El hombre avanzó entre la cama y la pared, el leño en alto. Con fuerza lo bajó. El golpe arrancó de la señora un quejido sordo, un desgarrado mugido de vaca. Arévalo golpeó de nuevo.

– Basta -ordenó Julia-. Voy a ver si está muerta. Encendió el velador. Arrodillada, examinó la herida, luego reclinó la cabeza contra el pecho de la señora. Se incorporó.

– Te portaste -dijo.

Apoyando las palmas en los hombros de su marido, lo miró de frente, lo atrajo a sí, apenas lo besó. Arévalo inició y reprimió un movimiento de repulsión.

– Raulito -murmuró aprobativamente Julia. Le quitó de la mano el leño.

– No tiene astillas -comentó mientras deslizaba por la corteza el dedo enguantado-. Quiero estar segura de que no quedaron astillas en la herida.

Dejó el leño en la mesa y volvió junto a la señora. Como pensando en voz alta, agregó:

– Esta herida se va a lavar.

Con un vago ademán indicó la ropa interior, doblada sobre una silla, el traje colgado de la percha.

– Dame -dijo.

Mientras vestía a la muerta, en tono indiferente indicó:

– Si te desagrada, no mires.

De un bolsillo sacó un llavero.

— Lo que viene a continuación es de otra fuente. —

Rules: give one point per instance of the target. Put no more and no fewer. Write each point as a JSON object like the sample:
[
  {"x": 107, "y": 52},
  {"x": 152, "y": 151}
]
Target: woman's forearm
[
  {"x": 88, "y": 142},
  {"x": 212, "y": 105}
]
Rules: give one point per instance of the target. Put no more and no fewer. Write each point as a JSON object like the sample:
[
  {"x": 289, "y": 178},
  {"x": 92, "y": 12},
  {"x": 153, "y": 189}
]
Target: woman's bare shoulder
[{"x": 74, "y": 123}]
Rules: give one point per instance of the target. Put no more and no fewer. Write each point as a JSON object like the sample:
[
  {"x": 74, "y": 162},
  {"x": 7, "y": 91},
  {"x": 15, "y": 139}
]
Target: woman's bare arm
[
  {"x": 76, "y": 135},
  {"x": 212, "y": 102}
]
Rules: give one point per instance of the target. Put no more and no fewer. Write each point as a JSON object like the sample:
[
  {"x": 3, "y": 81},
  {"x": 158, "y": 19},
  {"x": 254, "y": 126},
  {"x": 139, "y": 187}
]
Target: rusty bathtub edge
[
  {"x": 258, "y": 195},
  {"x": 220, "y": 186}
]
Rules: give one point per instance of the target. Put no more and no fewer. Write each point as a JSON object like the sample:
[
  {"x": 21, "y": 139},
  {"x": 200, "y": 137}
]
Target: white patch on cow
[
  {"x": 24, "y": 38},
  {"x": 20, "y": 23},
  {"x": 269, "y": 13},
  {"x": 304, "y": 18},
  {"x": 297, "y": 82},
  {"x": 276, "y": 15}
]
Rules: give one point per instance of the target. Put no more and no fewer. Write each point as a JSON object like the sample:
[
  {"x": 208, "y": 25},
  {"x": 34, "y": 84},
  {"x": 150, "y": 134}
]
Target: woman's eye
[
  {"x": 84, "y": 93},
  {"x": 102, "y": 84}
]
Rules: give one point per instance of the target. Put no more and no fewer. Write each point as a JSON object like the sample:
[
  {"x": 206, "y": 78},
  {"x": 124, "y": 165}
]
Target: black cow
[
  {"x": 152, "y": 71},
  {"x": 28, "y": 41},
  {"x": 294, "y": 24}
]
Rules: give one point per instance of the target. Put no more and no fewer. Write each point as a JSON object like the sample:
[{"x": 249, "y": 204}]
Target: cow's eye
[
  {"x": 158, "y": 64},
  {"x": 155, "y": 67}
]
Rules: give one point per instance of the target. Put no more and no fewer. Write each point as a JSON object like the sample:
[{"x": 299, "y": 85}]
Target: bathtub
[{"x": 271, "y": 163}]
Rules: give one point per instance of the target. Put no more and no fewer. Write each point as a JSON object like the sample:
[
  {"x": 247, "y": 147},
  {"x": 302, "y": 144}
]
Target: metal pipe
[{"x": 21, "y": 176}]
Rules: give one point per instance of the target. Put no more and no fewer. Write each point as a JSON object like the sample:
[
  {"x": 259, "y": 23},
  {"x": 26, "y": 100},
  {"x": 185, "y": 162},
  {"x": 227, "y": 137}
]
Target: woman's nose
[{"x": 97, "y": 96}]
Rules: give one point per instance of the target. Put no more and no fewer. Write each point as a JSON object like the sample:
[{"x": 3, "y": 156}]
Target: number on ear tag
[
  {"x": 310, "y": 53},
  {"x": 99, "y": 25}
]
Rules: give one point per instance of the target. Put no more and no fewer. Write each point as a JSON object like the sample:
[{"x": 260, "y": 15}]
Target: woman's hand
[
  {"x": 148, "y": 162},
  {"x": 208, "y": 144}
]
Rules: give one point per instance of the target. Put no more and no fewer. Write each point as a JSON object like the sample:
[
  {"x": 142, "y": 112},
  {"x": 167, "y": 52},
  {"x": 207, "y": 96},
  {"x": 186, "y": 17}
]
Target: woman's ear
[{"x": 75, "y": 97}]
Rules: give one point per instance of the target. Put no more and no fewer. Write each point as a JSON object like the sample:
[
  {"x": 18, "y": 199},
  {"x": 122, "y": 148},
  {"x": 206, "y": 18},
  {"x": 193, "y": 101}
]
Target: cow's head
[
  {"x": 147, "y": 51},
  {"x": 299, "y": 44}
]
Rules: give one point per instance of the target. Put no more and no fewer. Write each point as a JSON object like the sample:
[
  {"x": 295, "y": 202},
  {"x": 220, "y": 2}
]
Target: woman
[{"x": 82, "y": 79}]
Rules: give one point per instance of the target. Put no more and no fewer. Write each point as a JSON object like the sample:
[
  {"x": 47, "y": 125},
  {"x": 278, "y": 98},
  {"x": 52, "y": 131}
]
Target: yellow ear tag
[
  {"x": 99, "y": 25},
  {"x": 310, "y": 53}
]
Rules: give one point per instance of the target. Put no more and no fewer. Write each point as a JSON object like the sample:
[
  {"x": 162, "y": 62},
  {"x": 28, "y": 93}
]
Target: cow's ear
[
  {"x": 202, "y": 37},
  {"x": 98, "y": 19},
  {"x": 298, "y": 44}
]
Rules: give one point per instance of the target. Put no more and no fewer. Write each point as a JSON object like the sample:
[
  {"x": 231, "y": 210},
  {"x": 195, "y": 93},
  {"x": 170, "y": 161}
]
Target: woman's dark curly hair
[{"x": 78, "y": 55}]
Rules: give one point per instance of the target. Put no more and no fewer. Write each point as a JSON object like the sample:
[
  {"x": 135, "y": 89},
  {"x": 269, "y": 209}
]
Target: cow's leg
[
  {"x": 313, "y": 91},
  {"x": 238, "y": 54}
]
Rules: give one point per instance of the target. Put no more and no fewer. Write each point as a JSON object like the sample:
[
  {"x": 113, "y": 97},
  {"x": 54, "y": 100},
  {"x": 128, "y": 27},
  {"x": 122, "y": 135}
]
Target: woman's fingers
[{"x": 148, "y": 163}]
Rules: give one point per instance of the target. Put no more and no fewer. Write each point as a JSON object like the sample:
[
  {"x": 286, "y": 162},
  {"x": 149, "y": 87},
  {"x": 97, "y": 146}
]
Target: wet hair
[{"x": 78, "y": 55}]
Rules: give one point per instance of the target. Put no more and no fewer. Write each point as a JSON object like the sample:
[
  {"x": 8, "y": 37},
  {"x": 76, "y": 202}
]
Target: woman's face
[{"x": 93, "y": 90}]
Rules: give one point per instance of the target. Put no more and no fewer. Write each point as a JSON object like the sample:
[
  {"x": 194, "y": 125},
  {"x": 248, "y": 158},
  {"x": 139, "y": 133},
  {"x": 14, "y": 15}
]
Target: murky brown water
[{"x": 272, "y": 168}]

Después la tomó debajo de los brazos y la arrastró fuera de la cama. Arévalo se adelantó para ayudar.

– Déjame a mí -lo contuvo Julia-. No la toques. No tienes guantes. No creo mucho en el cuento de las impresiones digitales, pero no quiero disgustos.

– Eres muy fuerte -dijo Arévalo.

– Pesa -contestó Julia.

En realidad, bajo el peso del cadáver los nervios de ellos dos por fin se aflojaron. Como Julia no permitió que la ayudaran, el descenso por la escalera tuvo peripecias de pantomima. Repetidamente retumbaban en los escalones los talones de la muerta.

– Parece un tambor -dijo Arévalo.

– Un tambor de circo, anunciando el salto mortal.

Julia se recostaba contra la baranda, para descansar y reír.

– Estás muy linda -dijo Arévalo.

– Un poco de seriedad -pidió ella; se cubrió la cara con las manos-. No sea que nos interrumpan.

Los ruidos reaparecieron; particularmente el del caño.

Dejaron el cadáver al pie de la escalera, en el suelo, y subieron. Tras de probar varias llaves, Julia abrió la valija. Puso las dos manos adentro, y las mostró después, cada una agarrando un sobre repleto. Los dio al marido, para que los guardara. Recogió el chambergo de la señora, la valija, el leño.